Martinez doesn’t like calling mandatory team meetings. He learned that from Bobby Cox, his final manager before he retired in 2002, and made it his approach. He held one in Milwaukee as the Nationals were swept by the Brewers in early May. He gave everyone a chance to say what they thought was wrong, one by one, and it became a model the team used moving forward. It helped the group come together when the year was spiraling downward in New York. Martinez only had to sit back and watch that gathering unfold.

Charting the wildest season in Nationals history

He otherwise prefers private conversations if a player is struggling. When young guys aren’t hitting — such as rookie Carter Kieboom in April or Victor Robles as the year wore on — Martinez told them he hit .139 in his first season. He was just 21 then, a skinny outfielder for the Chicago Cubs, and so often let the game into his head.

He played for nine teams in 16 seasons, prided himself on his defense, was the sort of journeyman who makes a good coach. He remembers often sneaking away from the ballpark with a bat in his bag, declining dinner invitations from teammates, rushing back to his room for a night of work.

Travel wasn’t like it is now, wasn’t so luxurious, wasn’t always big hotel suites and a ton of space. But Martinez had a routine. He would ask the medical staff for a roll of tape — fibbing a minor injury — and used it to clump his socks into makeshift baseballs. Then he flipped his mattress against the wall, screwed the top off the hotel lamp and had himself a tee. He would take hundreds of light swings, tuning his timing, bouncing the socks off the mattress and all over the floor.

One time he was so frustrated that he took a full cut and shattered the base of the lamp into pieces. He called his father, Ernie, and asked what to do. The front desk didn’t believe that he was a frustrated ballplayer. They just told him not to worry, as if that were possible, and to get a little sleep.

“Everyone keeps asking me why I didn’t blow up on these guys, why I didn’t get upset, why I didn’t think about getting fired when a lot of people thought I should be,” Martinez said in late September. “That’s because I’ve lived this. I’ve lived it so many times.”

‘They cured my heart’

Then he was in the back of an ambulance Sept. 15, connected to all those machines, wondering whether he maybe cared too much.

A lot crossed his mind on the ride to the emergency room. He wondered whether stress caused the pain. He thought about his children, his family and and his desire not to let them all down. He thought about his team, in the guts of a pennant race, and how he hated to miss even one pitch. But for once, he had to think about himself. His heart was telling him to slow down. Doctors would instruct him to stay away from coffee and alcohol and maybe try to sit more during games. Yet when they told him not to fly, for at least a few more days, Martinez went to Miami anyway.

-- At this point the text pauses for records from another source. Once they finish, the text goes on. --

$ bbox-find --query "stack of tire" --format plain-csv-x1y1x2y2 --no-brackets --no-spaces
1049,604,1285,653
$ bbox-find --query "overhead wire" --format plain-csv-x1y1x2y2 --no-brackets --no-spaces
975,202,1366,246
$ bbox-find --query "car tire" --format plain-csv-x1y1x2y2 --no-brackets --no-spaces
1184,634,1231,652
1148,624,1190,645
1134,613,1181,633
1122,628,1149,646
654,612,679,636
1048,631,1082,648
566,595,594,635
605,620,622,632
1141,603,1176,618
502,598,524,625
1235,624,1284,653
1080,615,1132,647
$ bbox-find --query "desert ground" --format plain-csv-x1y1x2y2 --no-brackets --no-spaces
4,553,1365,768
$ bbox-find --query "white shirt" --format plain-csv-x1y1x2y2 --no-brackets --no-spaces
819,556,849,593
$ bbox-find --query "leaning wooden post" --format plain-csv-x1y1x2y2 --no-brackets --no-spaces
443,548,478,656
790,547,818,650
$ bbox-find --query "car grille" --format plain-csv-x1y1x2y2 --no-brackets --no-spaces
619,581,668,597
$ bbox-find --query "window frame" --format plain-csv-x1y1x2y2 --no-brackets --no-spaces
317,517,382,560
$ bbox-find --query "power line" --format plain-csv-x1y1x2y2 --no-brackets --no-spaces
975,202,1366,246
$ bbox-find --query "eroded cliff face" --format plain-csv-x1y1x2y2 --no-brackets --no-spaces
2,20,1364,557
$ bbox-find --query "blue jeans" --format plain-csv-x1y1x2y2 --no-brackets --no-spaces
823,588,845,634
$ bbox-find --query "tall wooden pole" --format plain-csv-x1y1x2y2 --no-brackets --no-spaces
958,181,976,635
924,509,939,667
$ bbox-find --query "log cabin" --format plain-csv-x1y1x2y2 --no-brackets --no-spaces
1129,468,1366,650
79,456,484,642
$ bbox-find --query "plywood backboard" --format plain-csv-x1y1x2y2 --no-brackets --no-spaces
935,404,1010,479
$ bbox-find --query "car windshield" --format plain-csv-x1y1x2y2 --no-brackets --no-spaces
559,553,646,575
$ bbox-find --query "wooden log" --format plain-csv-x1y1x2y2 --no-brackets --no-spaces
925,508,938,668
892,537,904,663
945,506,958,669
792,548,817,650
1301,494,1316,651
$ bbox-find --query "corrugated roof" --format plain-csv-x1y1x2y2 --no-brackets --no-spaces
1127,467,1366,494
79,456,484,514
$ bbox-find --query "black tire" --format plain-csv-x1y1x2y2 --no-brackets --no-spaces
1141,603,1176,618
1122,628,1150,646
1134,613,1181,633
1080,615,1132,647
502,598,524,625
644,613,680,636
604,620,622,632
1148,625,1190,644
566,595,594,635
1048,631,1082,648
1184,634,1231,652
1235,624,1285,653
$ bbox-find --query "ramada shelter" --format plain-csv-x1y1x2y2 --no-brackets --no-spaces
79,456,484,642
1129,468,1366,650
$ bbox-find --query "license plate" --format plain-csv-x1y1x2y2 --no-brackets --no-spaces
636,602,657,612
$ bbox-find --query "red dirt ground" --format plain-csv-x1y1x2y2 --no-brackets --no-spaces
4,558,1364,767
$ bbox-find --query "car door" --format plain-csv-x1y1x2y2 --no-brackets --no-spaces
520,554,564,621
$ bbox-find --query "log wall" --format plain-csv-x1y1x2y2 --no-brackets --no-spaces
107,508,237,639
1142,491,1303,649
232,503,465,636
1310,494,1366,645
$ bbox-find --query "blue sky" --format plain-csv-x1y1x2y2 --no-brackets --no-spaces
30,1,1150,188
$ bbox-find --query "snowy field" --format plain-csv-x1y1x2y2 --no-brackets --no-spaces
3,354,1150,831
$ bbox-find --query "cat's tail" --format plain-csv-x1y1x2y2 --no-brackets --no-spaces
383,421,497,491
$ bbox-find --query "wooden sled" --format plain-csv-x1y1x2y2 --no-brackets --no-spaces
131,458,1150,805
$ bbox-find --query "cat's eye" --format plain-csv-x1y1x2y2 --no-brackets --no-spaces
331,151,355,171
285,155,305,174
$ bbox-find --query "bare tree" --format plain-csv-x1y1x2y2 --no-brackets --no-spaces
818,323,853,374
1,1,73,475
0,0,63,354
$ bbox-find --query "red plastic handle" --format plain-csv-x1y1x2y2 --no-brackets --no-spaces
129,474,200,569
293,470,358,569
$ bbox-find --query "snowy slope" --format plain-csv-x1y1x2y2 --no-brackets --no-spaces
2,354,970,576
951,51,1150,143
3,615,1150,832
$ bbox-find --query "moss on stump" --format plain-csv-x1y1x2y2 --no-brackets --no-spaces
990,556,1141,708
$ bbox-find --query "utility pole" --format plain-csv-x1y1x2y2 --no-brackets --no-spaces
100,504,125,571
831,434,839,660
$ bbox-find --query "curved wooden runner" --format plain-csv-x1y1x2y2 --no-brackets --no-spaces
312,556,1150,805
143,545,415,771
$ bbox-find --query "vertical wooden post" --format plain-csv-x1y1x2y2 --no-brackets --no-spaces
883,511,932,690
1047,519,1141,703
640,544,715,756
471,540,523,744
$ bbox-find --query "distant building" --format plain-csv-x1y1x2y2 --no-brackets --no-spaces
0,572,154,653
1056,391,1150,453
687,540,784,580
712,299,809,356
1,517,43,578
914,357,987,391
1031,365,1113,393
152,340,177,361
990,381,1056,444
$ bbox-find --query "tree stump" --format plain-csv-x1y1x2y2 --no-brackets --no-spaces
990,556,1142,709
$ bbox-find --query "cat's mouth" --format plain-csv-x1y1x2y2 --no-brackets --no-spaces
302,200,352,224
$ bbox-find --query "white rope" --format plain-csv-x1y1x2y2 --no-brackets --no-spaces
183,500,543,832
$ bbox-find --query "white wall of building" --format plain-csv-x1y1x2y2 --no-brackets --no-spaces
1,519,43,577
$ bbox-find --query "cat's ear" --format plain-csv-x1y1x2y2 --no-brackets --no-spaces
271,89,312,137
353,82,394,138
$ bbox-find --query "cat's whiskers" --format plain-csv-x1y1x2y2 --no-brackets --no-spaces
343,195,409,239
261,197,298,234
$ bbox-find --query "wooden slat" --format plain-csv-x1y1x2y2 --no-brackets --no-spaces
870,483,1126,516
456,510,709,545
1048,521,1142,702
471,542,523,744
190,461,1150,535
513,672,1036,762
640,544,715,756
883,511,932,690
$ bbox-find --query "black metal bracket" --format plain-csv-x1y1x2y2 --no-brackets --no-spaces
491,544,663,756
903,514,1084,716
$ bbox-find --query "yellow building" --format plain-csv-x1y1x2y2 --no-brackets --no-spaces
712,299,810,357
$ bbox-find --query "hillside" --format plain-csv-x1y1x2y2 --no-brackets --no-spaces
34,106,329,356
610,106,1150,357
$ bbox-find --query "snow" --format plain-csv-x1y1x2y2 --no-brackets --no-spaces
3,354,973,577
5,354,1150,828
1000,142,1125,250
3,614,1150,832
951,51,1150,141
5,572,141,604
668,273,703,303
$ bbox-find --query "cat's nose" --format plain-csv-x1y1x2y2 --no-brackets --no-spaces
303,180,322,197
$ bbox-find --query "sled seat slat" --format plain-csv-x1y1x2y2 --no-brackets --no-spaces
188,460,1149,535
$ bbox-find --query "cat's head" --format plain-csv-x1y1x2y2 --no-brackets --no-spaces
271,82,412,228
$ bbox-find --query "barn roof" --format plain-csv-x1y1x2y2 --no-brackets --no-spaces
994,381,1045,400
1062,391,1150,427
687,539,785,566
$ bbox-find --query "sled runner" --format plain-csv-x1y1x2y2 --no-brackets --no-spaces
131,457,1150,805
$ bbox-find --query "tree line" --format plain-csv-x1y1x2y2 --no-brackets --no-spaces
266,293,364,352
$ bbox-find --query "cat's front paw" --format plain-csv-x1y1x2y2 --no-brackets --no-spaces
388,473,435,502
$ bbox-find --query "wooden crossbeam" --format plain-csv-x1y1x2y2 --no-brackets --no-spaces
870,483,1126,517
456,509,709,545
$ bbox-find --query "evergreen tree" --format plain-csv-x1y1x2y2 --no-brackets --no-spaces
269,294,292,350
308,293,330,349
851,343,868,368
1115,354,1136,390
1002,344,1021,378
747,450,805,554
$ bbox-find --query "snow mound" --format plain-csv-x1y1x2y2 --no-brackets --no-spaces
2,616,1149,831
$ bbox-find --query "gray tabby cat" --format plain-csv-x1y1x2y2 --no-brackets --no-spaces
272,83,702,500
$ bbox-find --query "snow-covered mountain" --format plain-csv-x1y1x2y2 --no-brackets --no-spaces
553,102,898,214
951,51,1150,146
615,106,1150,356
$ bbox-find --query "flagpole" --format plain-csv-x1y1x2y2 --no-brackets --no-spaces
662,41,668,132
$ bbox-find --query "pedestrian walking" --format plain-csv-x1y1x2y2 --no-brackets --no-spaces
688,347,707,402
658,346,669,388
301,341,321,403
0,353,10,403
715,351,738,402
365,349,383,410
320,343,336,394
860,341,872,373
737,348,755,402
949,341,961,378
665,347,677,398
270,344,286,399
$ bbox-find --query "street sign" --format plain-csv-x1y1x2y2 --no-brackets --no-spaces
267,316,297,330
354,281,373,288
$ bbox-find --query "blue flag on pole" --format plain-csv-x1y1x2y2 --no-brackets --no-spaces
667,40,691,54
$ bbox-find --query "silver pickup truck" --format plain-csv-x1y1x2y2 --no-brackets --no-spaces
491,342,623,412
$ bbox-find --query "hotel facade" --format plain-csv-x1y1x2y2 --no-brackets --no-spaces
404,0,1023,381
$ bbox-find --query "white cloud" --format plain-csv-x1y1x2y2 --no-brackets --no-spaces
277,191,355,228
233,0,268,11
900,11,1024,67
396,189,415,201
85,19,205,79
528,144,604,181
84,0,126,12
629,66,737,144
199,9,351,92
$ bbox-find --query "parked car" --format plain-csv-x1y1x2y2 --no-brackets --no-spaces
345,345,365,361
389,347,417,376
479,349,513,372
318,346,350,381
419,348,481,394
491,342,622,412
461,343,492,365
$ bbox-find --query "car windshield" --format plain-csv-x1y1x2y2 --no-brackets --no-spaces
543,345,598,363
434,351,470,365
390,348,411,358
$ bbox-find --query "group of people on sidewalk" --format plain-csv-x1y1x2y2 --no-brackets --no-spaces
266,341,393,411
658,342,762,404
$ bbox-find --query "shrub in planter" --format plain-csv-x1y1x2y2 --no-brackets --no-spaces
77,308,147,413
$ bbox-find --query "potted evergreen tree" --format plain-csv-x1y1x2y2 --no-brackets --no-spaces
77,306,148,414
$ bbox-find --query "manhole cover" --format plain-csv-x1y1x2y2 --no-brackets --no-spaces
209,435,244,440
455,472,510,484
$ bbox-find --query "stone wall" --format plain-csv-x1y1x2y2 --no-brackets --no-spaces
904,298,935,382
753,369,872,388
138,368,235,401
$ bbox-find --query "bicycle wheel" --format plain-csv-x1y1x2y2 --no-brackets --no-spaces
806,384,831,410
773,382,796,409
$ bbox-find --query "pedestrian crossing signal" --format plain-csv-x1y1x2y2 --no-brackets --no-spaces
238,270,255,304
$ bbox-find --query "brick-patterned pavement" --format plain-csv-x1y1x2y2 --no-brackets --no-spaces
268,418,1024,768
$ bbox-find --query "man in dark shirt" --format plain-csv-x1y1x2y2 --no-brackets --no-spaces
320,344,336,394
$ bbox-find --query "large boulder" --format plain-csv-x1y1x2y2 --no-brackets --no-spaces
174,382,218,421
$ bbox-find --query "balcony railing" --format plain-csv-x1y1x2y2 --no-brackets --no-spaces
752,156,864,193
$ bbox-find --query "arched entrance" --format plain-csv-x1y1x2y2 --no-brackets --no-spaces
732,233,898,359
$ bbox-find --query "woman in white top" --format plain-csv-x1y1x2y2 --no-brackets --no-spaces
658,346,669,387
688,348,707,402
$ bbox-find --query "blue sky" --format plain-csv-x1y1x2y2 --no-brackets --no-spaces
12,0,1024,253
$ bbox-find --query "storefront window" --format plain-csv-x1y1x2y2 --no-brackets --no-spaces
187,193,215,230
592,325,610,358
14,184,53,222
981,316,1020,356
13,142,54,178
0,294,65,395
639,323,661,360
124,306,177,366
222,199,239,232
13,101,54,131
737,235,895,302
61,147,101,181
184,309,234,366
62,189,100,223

“These guys back here, they cured my heart,” Martinez said on the victory stand Tuesday night, nodding to his club after it swept the St. Louis Cardinals in the National League Championship Series, not letting the crowd or cameras keep him from tearing up. “My heart feels great right now.”

He soon left the stage and walked onto a packed field. Reporters converged. He took pictures with fans and friends and people he had never met. And when he found a sliver of space, for the shortest of moments, Martinez drew a long breath and looked around. The fans weren’t leaving the stands. His players were hugging their wives, holding their kids, hoping against hope that the Nationals could win four more games. All they ever needed was a chance. He rubbed his graying beard and grinned.

This is what his mother was talking about all those years ago. This was why panicking never crossed his mind.